# Coulomb potential twice problem

1. Feb 21, 2008

### jostpuur

If I describe a system by a Lagrange's function

$$L=-\frac{1}{2}\int d^3x\;(\partial_{\mu}A_{\nu}(x))(\partial^{\mu} A^{\nu}(x)) - \sum_{k=1}^N \Big(q_k A^0(x_k) - q_k v_k\cdot A(x_k) + m_k\sqrt{1-|v_k|^2}\Big)$$

(I'm just coping this from my notes. I'm sure the not gauge fixing Lagrangian with $F^{\mu\nu}$ could be used as well.)

then the energy of the system (Hamilton's function, but now as function of $\partial_0 A^{\mu}$ and $v_k$) turns out to be

$$H=-\frac{1}{2}\int d^3x\;\Big((\partial_0 A_{\mu}(x))(\partial^0 A^{\mu}(x)) + (\nabla A_{\mu}(x))\cdot(\nabla A^{\mu}(x))\Big) + \sum_{k=1}^N\Big(\frac{m_k}{\sqrt{1-|v_k|^2}} + q_k A^0(x_k)\Big)$$

Now I see a problem with the Coulomb's potential. Suppose we fix some configurations of two point charges, and ask what are the energies in these configurations. The energy, corresponding to the Coulomb's potential, comes from two different locations. It comes from the term $q_k A^0(x_k)$ in the Hamiltonian, and it comes also from the energy density of the field it self as explained in the posts #26 and #37 of this thread What exactly is spin? Doesn't this mean that the potential energy of the system is in fact twice the amount given by the Coulomb's potential?

Of course from the practical point of view this doesn't matter, because we cannot experimentally measure any correct scale of energy and charges, but that still seems disturbing from theoretical point of view.

2. Feb 23, 2008

### pam

There is a derivation of the E^2 form of energy density from the qA^0 form.
The two are equivalent forms, and not to be added.

3. Feb 23, 2008

### jostpuur

It would be very nice to think they are equivalent, but on the other hand all these physical theories are supposed to arise from some Lagrange's function. When I start with the L defined in the OP, this already implies what the energy H is going to be, and as you can see, the energy density E^2 and potential term qA^0 are added in this expression for energy. It would not be consistent at this point to make an ad hoc modifications to the energy.

4. Mar 1, 2008

### jostpuur

No, the potential energy is three times the Coulomb's potential! With two particles in locations x1 and x2, the A^0(x1) gives energy amount of the Coulomb's potential with the A^0-component given by particle 2, and A^0(x2) gives the Coulomb's potential for the second time with A^0-component given by particle 1. Integration over the energy density of the field gives the Coulomb's potential for the third time.

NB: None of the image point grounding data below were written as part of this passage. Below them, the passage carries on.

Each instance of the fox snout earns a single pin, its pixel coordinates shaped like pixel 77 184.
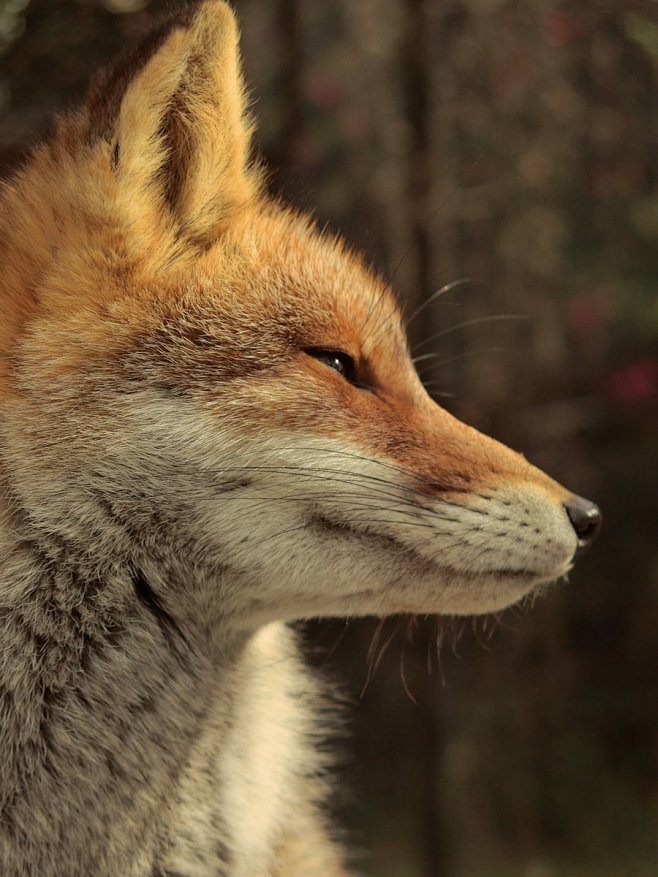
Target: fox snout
pixel 586 519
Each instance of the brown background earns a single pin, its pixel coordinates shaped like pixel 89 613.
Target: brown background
pixel 509 147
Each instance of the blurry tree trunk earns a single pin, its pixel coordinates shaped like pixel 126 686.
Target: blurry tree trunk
pixel 292 89
pixel 415 57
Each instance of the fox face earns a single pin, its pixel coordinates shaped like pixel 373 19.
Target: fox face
pixel 199 384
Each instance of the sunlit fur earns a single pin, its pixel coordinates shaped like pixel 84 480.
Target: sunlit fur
pixel 180 473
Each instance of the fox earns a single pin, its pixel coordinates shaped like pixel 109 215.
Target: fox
pixel 211 427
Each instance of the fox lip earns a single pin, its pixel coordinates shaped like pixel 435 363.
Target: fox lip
pixel 335 526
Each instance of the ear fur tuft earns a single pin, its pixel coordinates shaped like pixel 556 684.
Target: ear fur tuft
pixel 175 114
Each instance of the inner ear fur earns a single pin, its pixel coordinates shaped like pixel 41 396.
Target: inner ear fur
pixel 175 116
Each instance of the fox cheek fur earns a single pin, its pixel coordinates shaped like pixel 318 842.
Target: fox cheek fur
pixel 210 424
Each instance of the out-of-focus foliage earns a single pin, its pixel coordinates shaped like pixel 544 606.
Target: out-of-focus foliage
pixel 507 151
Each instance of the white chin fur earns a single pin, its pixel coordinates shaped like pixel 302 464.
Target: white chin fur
pixel 322 529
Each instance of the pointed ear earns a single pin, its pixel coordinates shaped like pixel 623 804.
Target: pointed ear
pixel 179 134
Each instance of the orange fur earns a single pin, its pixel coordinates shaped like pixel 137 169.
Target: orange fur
pixel 183 468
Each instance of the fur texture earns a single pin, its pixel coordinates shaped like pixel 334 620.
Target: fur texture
pixel 210 426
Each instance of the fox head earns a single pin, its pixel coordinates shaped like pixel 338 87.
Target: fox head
pixel 197 383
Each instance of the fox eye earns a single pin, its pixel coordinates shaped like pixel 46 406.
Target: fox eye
pixel 341 362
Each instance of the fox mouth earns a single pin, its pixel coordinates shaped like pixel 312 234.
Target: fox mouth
pixel 327 525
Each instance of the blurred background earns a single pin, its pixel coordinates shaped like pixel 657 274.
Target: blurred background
pixel 505 153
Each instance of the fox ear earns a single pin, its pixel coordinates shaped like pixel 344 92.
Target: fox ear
pixel 179 135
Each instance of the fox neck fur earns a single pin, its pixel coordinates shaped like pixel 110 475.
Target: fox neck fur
pixel 118 731
pixel 210 424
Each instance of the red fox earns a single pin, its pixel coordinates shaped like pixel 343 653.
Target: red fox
pixel 210 427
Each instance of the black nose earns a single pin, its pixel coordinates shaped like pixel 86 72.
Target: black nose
pixel 586 519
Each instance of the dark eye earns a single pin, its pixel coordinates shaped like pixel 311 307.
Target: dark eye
pixel 338 361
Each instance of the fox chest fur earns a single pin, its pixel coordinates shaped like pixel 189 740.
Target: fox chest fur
pixel 210 426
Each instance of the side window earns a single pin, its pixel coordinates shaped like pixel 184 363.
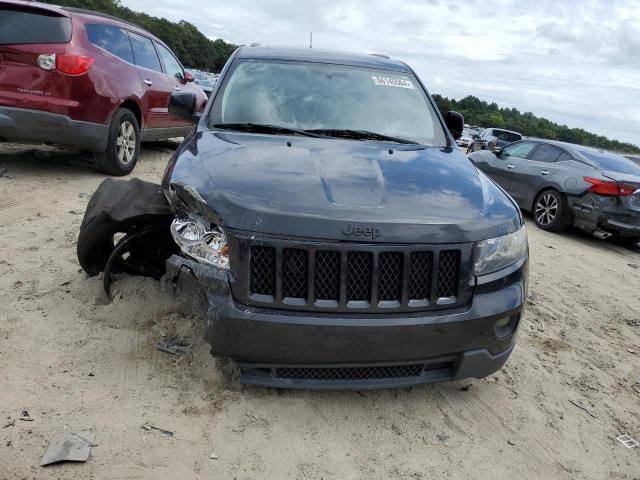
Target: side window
pixel 112 39
pixel 564 156
pixel 144 53
pixel 546 153
pixel 520 150
pixel 171 66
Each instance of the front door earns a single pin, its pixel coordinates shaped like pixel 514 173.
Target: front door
pixel 176 78
pixel 155 84
pixel 503 166
pixel 530 174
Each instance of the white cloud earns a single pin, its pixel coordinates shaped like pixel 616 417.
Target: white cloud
pixel 572 62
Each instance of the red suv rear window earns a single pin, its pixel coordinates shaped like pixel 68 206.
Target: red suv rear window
pixel 20 26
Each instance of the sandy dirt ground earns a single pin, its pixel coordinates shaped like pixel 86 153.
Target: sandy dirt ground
pixel 76 363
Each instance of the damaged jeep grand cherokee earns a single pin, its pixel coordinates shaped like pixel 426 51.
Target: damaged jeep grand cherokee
pixel 340 237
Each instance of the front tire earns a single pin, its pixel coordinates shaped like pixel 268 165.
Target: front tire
pixel 123 145
pixel 550 211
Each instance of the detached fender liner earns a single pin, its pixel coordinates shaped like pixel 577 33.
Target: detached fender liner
pixel 126 207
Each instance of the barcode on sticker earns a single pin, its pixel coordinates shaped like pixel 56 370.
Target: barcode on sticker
pixel 392 82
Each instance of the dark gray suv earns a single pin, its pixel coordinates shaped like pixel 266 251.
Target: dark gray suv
pixel 564 184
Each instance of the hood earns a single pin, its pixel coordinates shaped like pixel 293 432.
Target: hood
pixel 337 189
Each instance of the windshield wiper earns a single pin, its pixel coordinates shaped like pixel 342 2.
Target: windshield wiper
pixel 360 135
pixel 265 128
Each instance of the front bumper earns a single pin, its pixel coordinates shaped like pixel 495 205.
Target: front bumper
pixel 23 125
pixel 312 350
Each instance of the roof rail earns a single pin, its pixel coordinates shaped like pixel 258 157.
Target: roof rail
pixel 85 11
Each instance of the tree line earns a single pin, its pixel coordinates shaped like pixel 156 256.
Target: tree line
pixel 197 51
pixel 187 42
pixel 478 112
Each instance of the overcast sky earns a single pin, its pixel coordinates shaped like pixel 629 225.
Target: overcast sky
pixel 574 62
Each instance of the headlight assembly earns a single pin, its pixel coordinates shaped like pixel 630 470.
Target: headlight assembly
pixel 206 245
pixel 497 253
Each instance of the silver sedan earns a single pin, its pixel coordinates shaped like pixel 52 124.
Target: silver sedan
pixel 563 184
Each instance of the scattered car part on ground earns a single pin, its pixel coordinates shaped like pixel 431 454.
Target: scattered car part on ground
pixel 491 138
pixel 88 81
pixel 563 184
pixel 136 211
pixel 628 441
pixel 69 447
pixel 341 250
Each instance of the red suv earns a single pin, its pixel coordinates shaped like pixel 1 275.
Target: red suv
pixel 86 80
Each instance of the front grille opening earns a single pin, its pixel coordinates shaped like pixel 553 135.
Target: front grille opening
pixel 390 277
pixel 295 272
pixel 420 275
pixel 350 373
pixel 327 276
pixel 263 270
pixel 359 276
pixel 448 272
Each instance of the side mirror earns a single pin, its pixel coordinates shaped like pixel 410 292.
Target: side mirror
pixel 455 124
pixel 188 76
pixel 182 105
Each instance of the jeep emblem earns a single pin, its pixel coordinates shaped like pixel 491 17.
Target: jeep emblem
pixel 355 231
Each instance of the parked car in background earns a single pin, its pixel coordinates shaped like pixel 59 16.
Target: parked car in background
pixel 466 139
pixel 491 138
pixel 564 184
pixel 205 80
pixel 86 80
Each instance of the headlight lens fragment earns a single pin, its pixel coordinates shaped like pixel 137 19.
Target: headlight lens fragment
pixel 206 245
pixel 497 253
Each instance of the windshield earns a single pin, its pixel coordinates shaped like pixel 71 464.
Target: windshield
pixel 612 162
pixel 313 96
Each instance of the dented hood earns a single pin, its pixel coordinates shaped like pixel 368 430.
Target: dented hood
pixel 338 189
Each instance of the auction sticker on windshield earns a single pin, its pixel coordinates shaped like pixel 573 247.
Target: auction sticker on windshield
pixel 392 82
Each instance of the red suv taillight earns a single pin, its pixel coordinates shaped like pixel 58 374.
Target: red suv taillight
pixel 73 64
pixel 610 189
pixel 69 64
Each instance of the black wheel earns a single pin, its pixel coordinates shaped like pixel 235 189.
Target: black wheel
pixel 123 144
pixel 550 211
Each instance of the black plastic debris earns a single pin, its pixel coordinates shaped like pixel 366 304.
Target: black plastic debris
pixel 175 345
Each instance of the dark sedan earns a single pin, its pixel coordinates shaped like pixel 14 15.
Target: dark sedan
pixel 564 184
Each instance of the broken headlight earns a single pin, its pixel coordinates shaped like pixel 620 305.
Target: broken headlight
pixel 204 244
pixel 497 253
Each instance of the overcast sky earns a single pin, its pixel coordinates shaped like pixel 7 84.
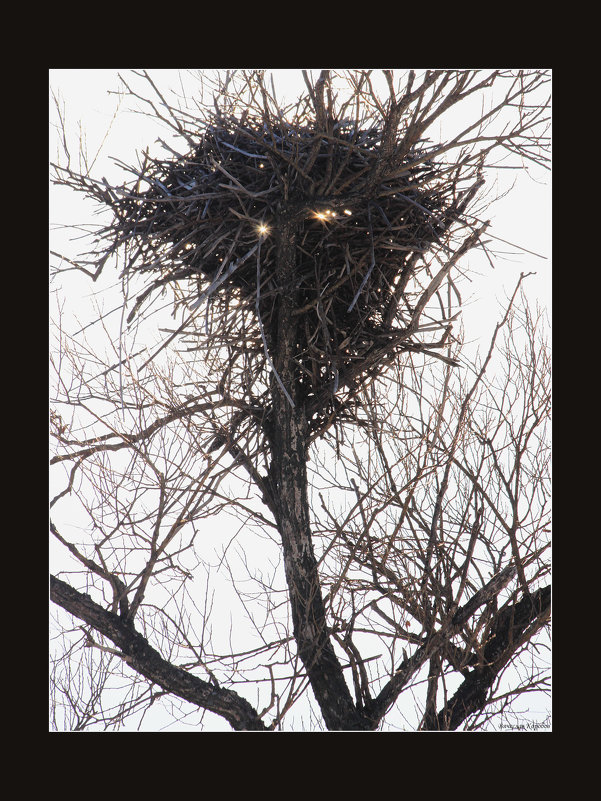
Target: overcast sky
pixel 522 218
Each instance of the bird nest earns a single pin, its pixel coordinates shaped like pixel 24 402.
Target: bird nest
pixel 207 222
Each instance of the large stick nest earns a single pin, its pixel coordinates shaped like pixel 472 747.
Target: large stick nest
pixel 206 222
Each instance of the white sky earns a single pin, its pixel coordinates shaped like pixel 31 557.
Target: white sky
pixel 523 217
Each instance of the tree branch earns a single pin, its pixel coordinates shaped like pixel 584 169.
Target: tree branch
pixel 144 659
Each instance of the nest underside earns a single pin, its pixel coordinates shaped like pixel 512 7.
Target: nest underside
pixel 207 222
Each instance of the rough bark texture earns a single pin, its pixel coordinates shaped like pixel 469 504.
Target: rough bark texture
pixel 149 663
pixel 512 622
pixel 288 481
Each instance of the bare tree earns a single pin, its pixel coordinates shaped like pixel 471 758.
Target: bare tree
pixel 392 495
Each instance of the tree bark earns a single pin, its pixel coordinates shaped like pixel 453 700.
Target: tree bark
pixel 288 482
pixel 149 663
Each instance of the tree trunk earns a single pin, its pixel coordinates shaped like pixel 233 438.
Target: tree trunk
pixel 288 482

I think this is starting to make sense. Earlier, I was being confused about how the energy density of the field could result in a Coulomb's attraction, because the field configuration changes with a delay after particles' position change. As a result, also the energy density of the field changes with a delay. It would be strange if such energy could result in an interaction, because the particles experience forces due to their ability to move to the lower potentials in more local sense. The answer to this paradox seems to be, that the Coulomb's force does not rise from the energy density of the field, but from the A^0(x1) and A^0(x2) terms.

5. Jun 3, 2008

### jostpuur

It seems I was not right on this thing. The Hamiltonian I solved is not very useful, because the term

$$(\partial_0 A_{\mu}(x))(\partial^0 A^{\mu}(x)) + (\nabla A_{\mu}(x))\cdot(\nabla A^{\mu}(x))$$

doesn't have any obvious meaning.

I redid the calculation starting with the Lagrangian

$$L=-\frac{1}{4}\int d^3x\;F_{\mu\nu}(x)F^{\mu\nu}(x) \;-\; \sum_{k=1}^N \Big(q_k A^0(x_k) \;-\; q_k v_k\cdot A(x_k) \;+\; m_k\sqrt{1-|v_k|^2}\Big)$$

and the Hamiltonian turns out to be

$$H = \frac{1}{2}\int d^3x\;\Big(|E(x)|^2 \;+\; |B(x)|^2\Big) \;+\; \sum_{k=1}^N \frac{m_k}{\sqrt{1-|v_k|^2}}.$$

There is no interaction term. The terms $$A^0(x_k)$$ and $$v_k\cdot A(x_k)$$ appear in the intermediate steps, but when one simplifies the expression so that the energy density depends only on the electric and magnetic fields, and not on the potentials explicitly, the terms $$A^0(x_k)$$ and $$v_k\cdot A(x_k)$$ vanish.